After the Twilio hack, this is what Signal users need to know

Twilio, which provides the Signal application with services to send verification messages to users, has been subjected to a major breach that is suspected to have affected a number of Signal users. To clarify what happened, Signal published an article to clarify the circumstances of the accident.

Twilio, which provides phone number verification services to the Signal app, was recently hit by a phishing attack.

In the face of this attack, the Signal application published an article on "What the application user should know about the attack."

The app reassured users that their message history, contact lists, profile information, people they've blocked, and other personal data remain private, secure, and unaffected.

"For about 1,900 users, the attacker tried to re-register their number on another device or knew that their number was registered to Signal. This attack has since been stopped by Twilio," the app says.

According to Signal, 1,900 users represent a very small percentage of the total Signal users, which means that most users are not affected.

Signal is notifying these 1,900 users directly, and is requesting that the Signal app be re-registered on their devices. In its message to users, the company says, “If you receive an SMS from Signal containing a link to this support article, please follow these steps:

Open the Signal app on your phone and register your Signal account again if the app asks you to do so.
To better protect your account, we highly recommend enabling logging lock in the app settings.
We created this feature to protect users from threats such as the Twilio attack."

What happened exactly?

"Twilio, the company that provides phone number verification services to Signal, has informed us that it has been subjected to a phishing attack. We have investigated the incident," Signal said.

“An attacker gained access to Twilio’s customer support console via phishing. For about 1,900 users, this means that either their phone numbers were revealed as registered to a Signal account or the SMS verification code used to sign up for Signal was revealed. Signal".

"During the window in which the attacker gained access to Twilio's customer support systems, it was possible for him to try to log the phone numbers he accessed on another device using the SMS verification code. The attacker no longer had this access, and the attack was stopped by Twilio," she says. ".

The company says that "of the 1,900 phone numbers, the attacker explicitly searched for 3 numbers, and we received a report from one of these three users that their account was re-registered."

"Importantly, this did not give the attacker access to any message history, profile information, or contact lists," Signal explains. "The message history is only stored on your device and Signal does not keep a copy of it."

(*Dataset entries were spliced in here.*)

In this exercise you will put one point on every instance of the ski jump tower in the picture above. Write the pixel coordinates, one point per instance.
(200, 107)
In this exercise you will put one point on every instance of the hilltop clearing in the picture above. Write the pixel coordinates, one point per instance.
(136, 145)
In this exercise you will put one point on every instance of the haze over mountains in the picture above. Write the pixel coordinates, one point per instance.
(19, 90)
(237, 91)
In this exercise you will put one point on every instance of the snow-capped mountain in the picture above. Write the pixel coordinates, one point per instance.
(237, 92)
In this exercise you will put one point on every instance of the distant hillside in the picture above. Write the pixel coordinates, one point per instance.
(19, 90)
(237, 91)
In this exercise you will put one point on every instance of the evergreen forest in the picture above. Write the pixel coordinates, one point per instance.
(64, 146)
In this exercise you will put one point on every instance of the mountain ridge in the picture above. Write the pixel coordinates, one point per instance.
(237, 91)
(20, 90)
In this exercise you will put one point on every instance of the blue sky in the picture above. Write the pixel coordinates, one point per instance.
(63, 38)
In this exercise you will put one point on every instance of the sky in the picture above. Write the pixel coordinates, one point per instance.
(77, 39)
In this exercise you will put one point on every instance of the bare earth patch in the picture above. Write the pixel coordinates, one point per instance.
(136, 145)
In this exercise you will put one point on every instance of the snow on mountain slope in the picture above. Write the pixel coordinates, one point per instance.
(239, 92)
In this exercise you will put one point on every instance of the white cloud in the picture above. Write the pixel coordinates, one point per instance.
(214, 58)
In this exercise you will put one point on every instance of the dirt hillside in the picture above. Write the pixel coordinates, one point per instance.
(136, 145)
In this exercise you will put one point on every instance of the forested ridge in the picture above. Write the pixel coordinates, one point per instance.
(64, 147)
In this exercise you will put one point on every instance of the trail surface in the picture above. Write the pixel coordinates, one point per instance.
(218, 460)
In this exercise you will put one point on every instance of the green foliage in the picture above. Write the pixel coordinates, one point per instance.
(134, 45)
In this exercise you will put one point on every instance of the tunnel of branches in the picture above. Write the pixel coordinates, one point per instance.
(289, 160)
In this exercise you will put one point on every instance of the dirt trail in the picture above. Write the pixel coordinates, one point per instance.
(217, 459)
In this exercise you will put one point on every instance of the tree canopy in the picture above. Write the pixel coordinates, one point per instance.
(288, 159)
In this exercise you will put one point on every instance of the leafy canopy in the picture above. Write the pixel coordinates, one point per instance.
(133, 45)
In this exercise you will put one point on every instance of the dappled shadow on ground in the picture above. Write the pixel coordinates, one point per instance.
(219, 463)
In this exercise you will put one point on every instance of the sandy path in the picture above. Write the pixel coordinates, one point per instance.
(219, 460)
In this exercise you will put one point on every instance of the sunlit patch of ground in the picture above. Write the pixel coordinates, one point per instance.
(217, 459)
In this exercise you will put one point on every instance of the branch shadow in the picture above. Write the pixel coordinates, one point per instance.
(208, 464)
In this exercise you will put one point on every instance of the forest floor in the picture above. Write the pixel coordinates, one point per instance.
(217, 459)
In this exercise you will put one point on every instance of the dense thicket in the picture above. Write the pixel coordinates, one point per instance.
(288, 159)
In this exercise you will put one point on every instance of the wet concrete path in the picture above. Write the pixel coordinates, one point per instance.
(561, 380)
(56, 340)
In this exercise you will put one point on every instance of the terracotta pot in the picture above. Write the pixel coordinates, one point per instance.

"Your contact lists, profile information, people you've blocked, and more can only be retrieved using your Signal Pin (PIN) that was not (and cannot) be accessed as part of this incident."

However, if the attacker manages to re-register an account, he can send and receive Signal messages from that phone number.

We are taking these steps to protect affected users

Signal says that "for all 1,900 potentially affected users, we will deregister Signal on all devices the user is currently using (or an attacker has registered on) and will require them to re-register Signal with their phone number on their preferred devices."

The company is notifying all 1,900 potentially affected users directly via SMS.

As of August 15, Signal will notify users and ask them to re-register Signal with their phone numbers.

It expects to complete this step by August 16.

Signal explains that the type of communications attack Twilio suffered is a vulnerability.

Signal has developed features such as Registry Lock and Signal PINs to protect against them.

The company strongly encourages users to enable registry lock.

Signal acknowledges that while it cannot directly fix issues affecting the communications system, it will work with Twilio and possibly other providers to tighten their security measures "wherever this is important to our users," she says.

Did this affect me?

Signal says that based on the information it received from Twilio, “it is possible that 1,900 users have been affected. .

The SMS that Signal sends to these users reads, “This message is from Messenger. We are contacting you so you can protect your Signal account. Open the Signal app and sign up again. More information https://signal.org/smshelp.

If you see this message when you open the Signal app that your device is no longer registered, you may have been affected, but there could be other reasons why you are not registered, such as not being in the system for a long time.

Twilio, which provides phone number verification services to Signal, says:

It has been subjected to a phishing attack (Reuters)

Was my personal data accessed or hacked?

Signal says that no personal data of users has been accessed, the Signal app is designed to keep your data in your hands, not in the company's hands.

Signal does not have access to your message history, contact list, profile information, who you've blocked, and other personal data, according to Signal's statement.

Signal asserts that this information is not available to Twilio, and is temporarily not available through the hack obtained by Twilio's attackers.

Is someone I'm chatting with affected?

Signal says that given the small number of people who have experienced this incident, it is unlikely that one of the people communicating with users was affected.

However, Signal believes that if you are concerned about whether a contact has been affected, you can reach out to them and ask if they have received an SMS notification from Signal asking them to re-register their account and directing them to more information about the incident.

What should I do?

Signal encourages users to enable registration lock for their Signal account.

Using an optional registration lock with your Signal token adds an extra layer of verification to the registration process.

To do this, the user has to go to the “Profile” settings, then the account, and choose “Lock registration”.

What does Signal do to prevent this from happening again?

Signal says they are in contact with Twilio, and are actively working with them and other service providers to improve their security practices.

Regarding the user, the company encourages users to enable registry lock.